This isn't really surprising if you've been watching the company for some time, especially the past year or two. I think all of Blizzard's franchises are in decline with no sign of long-term improvement. Blizzard especially is slow to adapt to the market and just put out anything really. When you cut Blizzard out of the picture, the Activision portfolio is REALLY thin now, maybe half a dozen or fewer IPs that have an impact — really not a place you want to be in if any of those were to fail. They're not that diversified.
And yes, there was probably a fair bit of bloat, but times were good or great before so some extra mouths to feed wasn't a big deal.
Now that times are worse, they're looking to slim down and make cuts. It's really unfortunate that cuts are being made to developers though of course, because it's quite easy to point at massive amounts of mismanagement from executives or upper level management/producers/etc. as responsible, rather than the actions of a individual lower level devs. Most of the issues are at or stem from a macro level (whether design, creative, or business), rather than a pile of smaller issues.
If anything, there should be an audit on management/executives with some heads rolling there, but that's unlikely to happen of course with them having the power.
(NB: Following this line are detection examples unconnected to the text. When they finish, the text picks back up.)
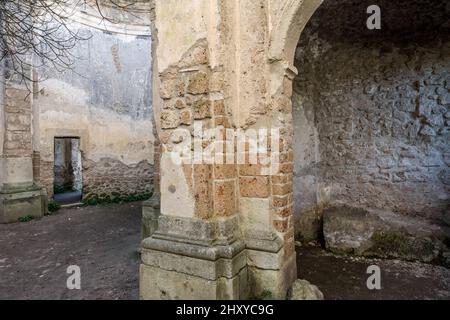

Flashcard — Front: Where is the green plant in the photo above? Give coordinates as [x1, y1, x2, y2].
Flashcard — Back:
[81, 192, 152, 206]
[18, 215, 34, 222]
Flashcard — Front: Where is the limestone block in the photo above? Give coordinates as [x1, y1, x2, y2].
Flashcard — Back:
[0, 188, 46, 223]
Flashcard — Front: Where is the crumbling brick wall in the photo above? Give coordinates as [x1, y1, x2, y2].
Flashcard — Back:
[293, 1, 450, 238]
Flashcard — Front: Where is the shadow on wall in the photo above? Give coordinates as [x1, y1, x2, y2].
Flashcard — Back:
[293, 0, 450, 261]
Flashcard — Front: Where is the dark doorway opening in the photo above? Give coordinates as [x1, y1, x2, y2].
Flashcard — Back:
[53, 137, 83, 205]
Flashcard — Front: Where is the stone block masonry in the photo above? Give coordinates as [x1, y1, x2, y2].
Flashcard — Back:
[293, 1, 450, 239]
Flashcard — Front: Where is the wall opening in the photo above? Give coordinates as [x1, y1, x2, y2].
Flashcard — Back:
[53, 137, 83, 204]
[292, 0, 450, 259]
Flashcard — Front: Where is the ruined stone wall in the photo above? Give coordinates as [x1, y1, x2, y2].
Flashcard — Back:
[293, 1, 450, 238]
[37, 12, 154, 199]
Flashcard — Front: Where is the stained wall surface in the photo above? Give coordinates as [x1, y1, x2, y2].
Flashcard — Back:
[36, 16, 153, 199]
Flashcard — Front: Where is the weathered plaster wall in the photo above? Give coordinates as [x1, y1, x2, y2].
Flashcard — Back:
[293, 1, 450, 238]
[37, 18, 154, 198]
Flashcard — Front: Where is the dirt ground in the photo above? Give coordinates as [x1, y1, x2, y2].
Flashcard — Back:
[0, 203, 141, 299]
[0, 203, 450, 299]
I won't go over everything they've miscalculated or done poorly as it would take too long to make an itemized list and I'm mostly familiar with Blizzard stuff anyway over the Activision side.
Just some quick ones in terms of Blizzard though:
-Communication to and acting appropriately on (solid) community feedback has been awful, some of the worst in the industry perhaps for years now, and while they sometimes improve momentarily, it has never lasted. The exact reason why is hard to pinpoint, but it probably started to be a lot worse after Greg Street was muffled and eventually left (WoW) + around when vanilla Diablo 3 was having so many issues and never lived up to the game promised/described in development, even after the Reaper of Souls expansion drastically repaired as many things as it realistically could.
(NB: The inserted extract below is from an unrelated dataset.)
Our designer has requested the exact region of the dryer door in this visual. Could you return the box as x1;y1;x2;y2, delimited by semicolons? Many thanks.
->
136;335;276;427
-Extremely slow to adapt to industry trends, even if they often set them to some extent with every major release (but that doesn't help when major releases from Blizzard are realistically about a decade or more apart for any given franchise). Someone mentioned in some other thread that Starcraft 2 should have gone free to play maybe 5 years sooner than it eventually did and I can't disagree.
Sinking an ungodly amount of money into eSports (especially OWL now) for games (or the wrong aspects of their games) that aren't particularly well balanced or otherwise suited for high level competition is just a waste if the scene wouldn't have developed to a reasonable level organically.
Letting the Dota concept slip away and HotS more or less failing after being quite late to the party (sunk even further by the wrong development focus later on) is indicative of leadership that isn't forward thinking enough.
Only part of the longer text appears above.